Is there a way to programatically initialize derived types or structures that are automatic? I created a C function which accepts a CFI_cdesc_t * parameter, and then uses:
memset( a->base_addr, 0, a_elem_len );
...to initialize the passed argument. However, if the argument has elements that are of type CHARACTER, it will obviously initialize them to NULLs instead of spaces (which is the default when "-save -zero" are used as compile flags). Is there a RTL function that can be called to initialize a structure in the same manner as if "-zero" were specified (e.g. strings initialized to spaces)?
P.S. -- I would prefer to avoid DATA /FOO/ tricks, because that causes the structure to appear in the BSS section, which was the whole reason for going with automatic variables in the first place.

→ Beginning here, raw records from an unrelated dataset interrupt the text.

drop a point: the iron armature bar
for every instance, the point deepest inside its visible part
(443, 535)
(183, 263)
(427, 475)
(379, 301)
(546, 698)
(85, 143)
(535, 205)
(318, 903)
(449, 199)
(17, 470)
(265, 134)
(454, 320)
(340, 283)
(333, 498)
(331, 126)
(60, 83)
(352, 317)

Look in the documentation under
user-defined TYPE statement
! The following program shows how you initialize components of a derived-type object: TYPE list_node CHARACTER(20) :: street_name = “ “ INTEGER(2) :: street_number = 0 INTEGER(2) :: apt_number = -1 CHARACTER(20) :: city = “ “ CHARACTER(2) :: state = “NH” INTEGER(4) :: zip = 0 TYPE (list_node), POINTER :: next => NULL() END TYPE TYPE (list_node) :: x = list_node (zip = 03054) PRINT *, x%state, x%zip END
To answer your question, there isn't a function that can automatically choose whether to initialize with zeros or spaces. You have the datatype in the C descriptor so it isn't hard to make that test yourself in your memset call.
Jim correctly shows how to declare a Fortran structure that is initialized automatically when a variable of its type comes into existence. (An interesting thing about this is that INTENT(OUT) dummy arguments of such a type get initialized at each entry to the routine.)
In the above example, it is specifically initializing "next" under the presumption that the uninitialized pointer would be junk data.
Assume you have a user defined type without initialization, further assume the type has an allocatable array.
Are user defined type allocatables implicitly initialized to an unallocated state? It would seem like they would have to be initialized otherwise the junk may appear as allocated (to valid or invalid addresses).
Interesting information about the INTENT(OUT).
On allocation of a user-defined type, if any of the type components have default initialization specified, those components get initialized and others do not. Allocatable components in a derived type do get set to an unallocated state.